# Finding the equivalence classes of the relation R

Find the equivalence classes of the relation R = {(0, 0),(1, 1),(1, 2),(2, 2),(2, 1),(3, 3),(3, 4),(4, 3),(4, 4)}

on the set A = {0, 1, 2, 3, 4}.

How do i solve this question. I'm attempting to teach myself at the moment so any help will be appreciated.

As far as i'm aware the equivalence class of a is the set of all elements x in A, such that x is related to a by r.

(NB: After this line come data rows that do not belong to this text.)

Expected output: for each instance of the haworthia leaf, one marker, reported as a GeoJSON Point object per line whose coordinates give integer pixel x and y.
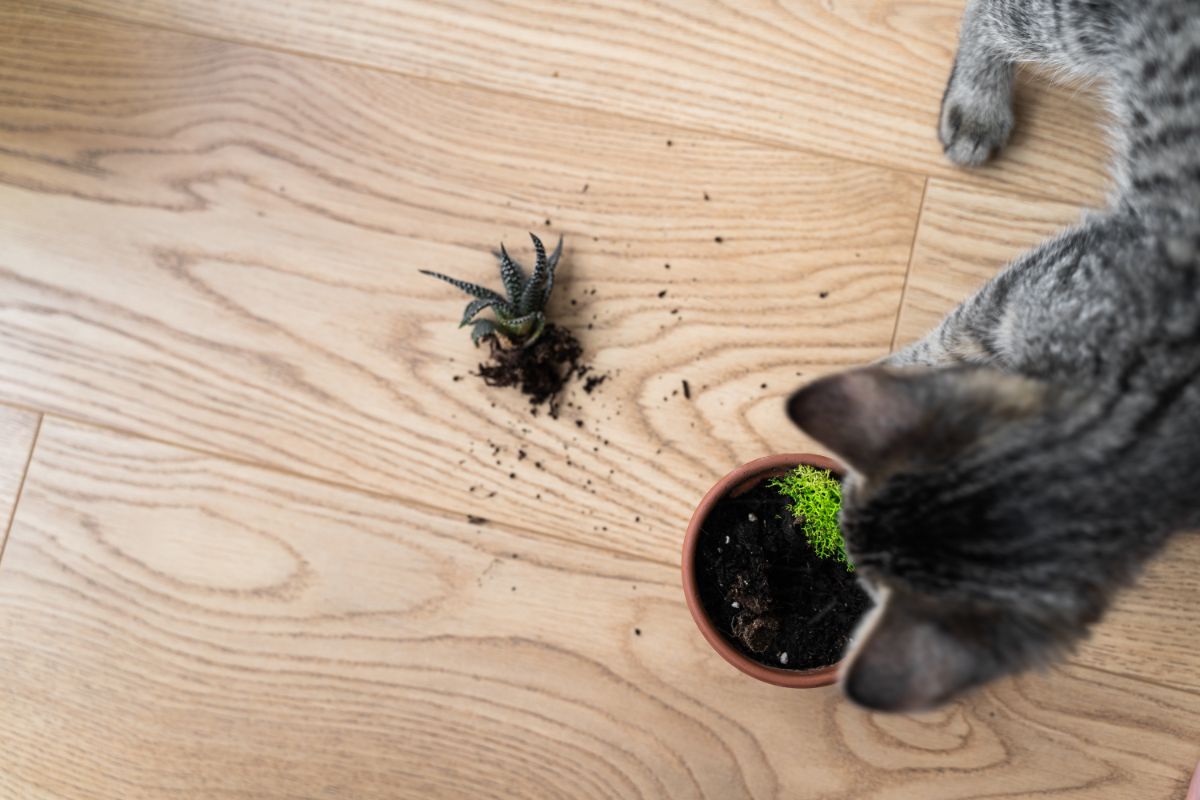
{"type": "Point", "coordinates": [534, 295]}
{"type": "Point", "coordinates": [469, 288]}
{"type": "Point", "coordinates": [477, 306]}
{"type": "Point", "coordinates": [551, 263]}
{"type": "Point", "coordinates": [480, 329]}
{"type": "Point", "coordinates": [513, 276]}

• just like you said, which are the elements that $1$ is related to, for example? May 20, 2019 at 2:45
• For a equivalence relation, the relation itself is reflexive ($aRa$ is true), symmetric ($aRb \implies bRa$), and transitive ($aRb, bRc \implies aRc$). All at once. May 20, 2019 at 3:10
• Since (1,1) is in R, 1 is related to itself (and in general x is related to itself, for every equivalence relation). For the given R, 1 is also related to 2 (and 2 is related to 1). 1 is related to no other elements (apart from 1 and 2). So the equivalence class of 1 is {1,2}. Since 0 is only related to itself, its equivalence class is {0}. All equivalence classes are {0}, {1,2} and {3,4}. Now let me give you a different problem, what are the equivalence classes for the relation Q={(5,6),(6,5),(7,7),(8,8),(5,5),(6,6)}? May 20, 2019 at 13:07

## 2 Answers

The equivalence class of $$x$$, denoted $$[x]$$, is the set of all elements of $$A$$ that are related to $$x$$. More formally, $$[x] = \{y \in A | (x,y) \in R\}$$.

Looking at $$R$$, we see that $$1$$ is related to $$2$$ and $$3$$ is related to $$4$$, so we can ‘combine’ the equivalence classes for $$1$$ and $$2$$, and for $$3$$ and $$4$$. We can ignore all of the other pairs as they are simply the result of the fact that $$R$$ is an equivalence relation—they don’t give us any more information. We have $$[1] = [2]$$ and $$[3] = [4]$$ and so our equivalence classes are

$$[0] = \{0\}$$ $$[1] = \{1,2\}$$ $$[2] = \{1,2\}$$ $$[3] = \{3,4\}$$ $$[4] = \{3,4\}$$

An equivalence relation on $$A$$ induces a partition on $$A$$, so we may also show the equivalence classes by writing

$$\{\{0\},\{1,2\},\{3,4\}\}$$

As you said in the question, we form equivalence classes by finding elements in $$R$$ related to different elements of $$A$$.

So from the relation $$R$$ we find that $$(0,0) \in R \Rightarrow 0 \in [0].$$ Also, $$(1,2) \in R \Rightarrow 2 \in [1]\ \text{and}\ 1 \in [2]$$ etc. Therefore, $$[0] = \{0\}, [1] = \{1,2\}$$ etc.

Here $$[\cdot]$$ denotes an equivalence class and '$$\cdot$$' is the representative of the class.

Can you find other classes like $$[2]$$ and $$[3]$$ from here?

• An equivalence class of an element of $A$ should be a subset of $A$, rather than a set of pairs in $R$. So $[0] = \{0\}$ rather than $\{(0,0)\}$, for example. May 20, 2019 at 3:47
• I just made a blunder, I would correct it now, thanks.